The many long-term threats to Talisman Energy share price:
A bullet point review of recently distributed analyses—
Eric Reeves [March 2, 2000]
Smith College ereeves@sophia.smith.edu
Northampton, MA 01063
***CONNECTIONS TO CHINA NATIONAL PETROLEUM CORP. (PETROCHINA)—this story has hit with explosive force in both the financial press and, increasingly, the mainstream press. Talisman will be unable to detach itself from all the intensely negative fallout generated by this impending IPO flop; indeed, Talisman is now typically cited in discussions of the PetroChina controversy. The Wall Street Journal is covering the story relentlessly. And those in the US Congress with oversight responsibility for the SEC and NYSE have made known their extreme displeasure with the prospectus brought by Goldman Sachs. Capital market sanctions haven’t had such a clear chance of being imposed since 1995 and Iran-Libya Sanctions Act.
***AFL-CIO, THE BEHEMOTH OF THE AMERICAN LABOR MOVEMENT, IS FLEXING ITS CAPITAL MARKET MUSCLE—
This, in an American election year—with candidate Al Gore utterly dependent on big labor for a November victory—insures that the AFL-CIO will be taken very seriously in its concerns about American capital market participation. Yesterday’s remarkable press release (reported in today’s Wall Street Journal) seems a natural antecedent to their joining the divestment campaign against Talisman.
***CANADIAN OUTRAGE AND GROWING RESOLVE—Nothing could be clearer from conversations with my extensive contacts in Canada that, at the grass-roots level, there is shame and outrage over Talisman’s complicity in Sudan’s agony. This—I was told today (Mar 2) by my two best, most informed contacts from the Canadian NGO world—has led to “exponential growth” in divestment commitments, increasingly on university campuses.
***BOMBINGS OF SCHOOLS AND HOSPITALS—Just today (Mar 2), news arrived that the Government of Sudan targeted the Samaritan’s Purse Hospital in Lui (Western Equatoria). Three passes were made by the GOS Antonov bomber, as it dropped twelve anti-personnel bombs. The bombs hit the tuberculosis clinic, the Lui marketplace, and an NGO compound—killing and critically wounding dozens of human beings. This is Talisman’s partner—and the “optics” don’t get any worse.

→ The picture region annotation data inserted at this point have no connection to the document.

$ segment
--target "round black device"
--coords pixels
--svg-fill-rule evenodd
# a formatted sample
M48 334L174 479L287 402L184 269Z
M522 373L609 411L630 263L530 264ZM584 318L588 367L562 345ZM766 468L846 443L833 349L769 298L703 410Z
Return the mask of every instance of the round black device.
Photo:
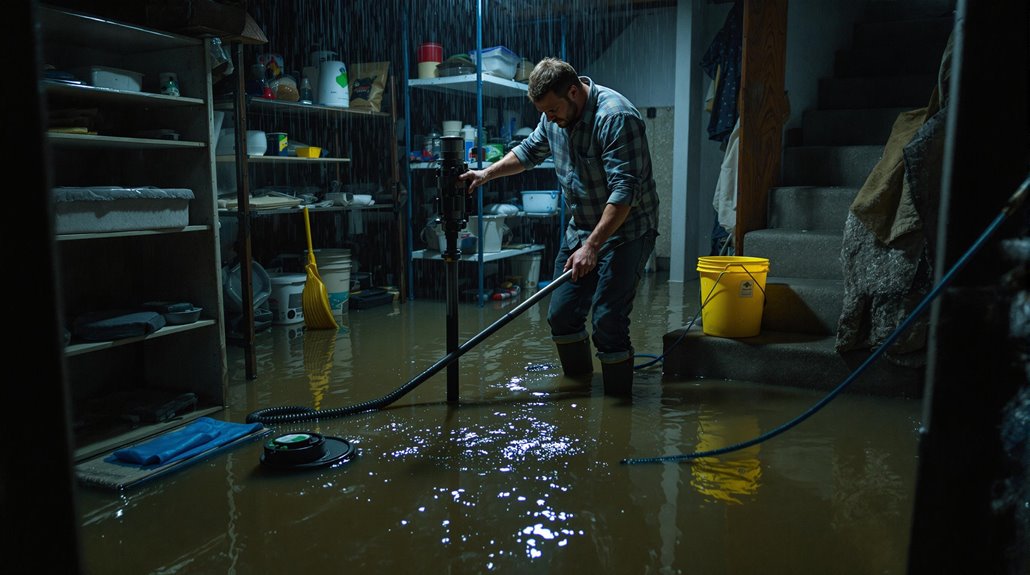
M276 469L304 469L330 466L353 454L354 446L345 439L299 432L266 441L261 463Z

***SANCTIONS THREATS—One way of thinking about the divestment campaign, now rapidly taking on a much more “Canadian inflection,” is that it is but one of FOUR “sanctions” possibilities confronting Talisman. It might be described as a “grass-roots capital market sanctions campaign.” But as Lloyd Axworthy made clear in a letter to the Toronto Star (Feb 28), “The imposition of sanctions is not, nor has it ever been off the table.” And the US State Dept is ACTIVELY considering a proposal to extend sanctions to partner of the Greater Nile project. And, fourthly, Axworthy has in the past, and may again in the very near future, seen chairmanship of the UN Security Council as the opportunity to impose sanctions that were stymied by other ministries in Ottawa.
***DISAFFECTION ON THE PART OF OIL INDUSTRY ANALYSTS:
We saw only the tip of the iceberg with this snippet from a Financial Post piece (Feb 24): “It’s an issue. Everybody has read about it … and they have to make a decision: ‘At what point do we want to continue to be involved in Talisman?'” said Gord Currie, an oil and gas analyst with Canaccord Capital Corp. who downgraded the stock to “buy” from “strong buy.” There are plenty more defections where that came from!
***COMPLETE LACK OF MORAL COVER FOR TALISMAN FROM NGO COMMUNITY—As has recently been reported [CNW (Feb 25)], a group of NGOs, originally scheduled to work with Talisman on human rights protections, has abandoned the effort. Moreover, the group’s leader predicted there will be no takers for the company’s offer to work with NGO partners in the Sudan oil field. Gerry Barr, of the Steelworkers Humanity Fund, says the human rights issue has to be resolved before any credible NGOs would be willing to associate themselves with the Calgary-based oil firm. “Talisman Energy doesn’t get it”, said Barr. “Talisman is the subject of monitoring, not the monitoring agent.” Talisman has no friends, no friends whatsoever—except Hill & Knowlton and those they can influence politically. Such radical exposure to continuing assault on moral and humanitarian grounds makes Talisman a sitting duck for press reports—like those detailing the bombings of schools and hospitals.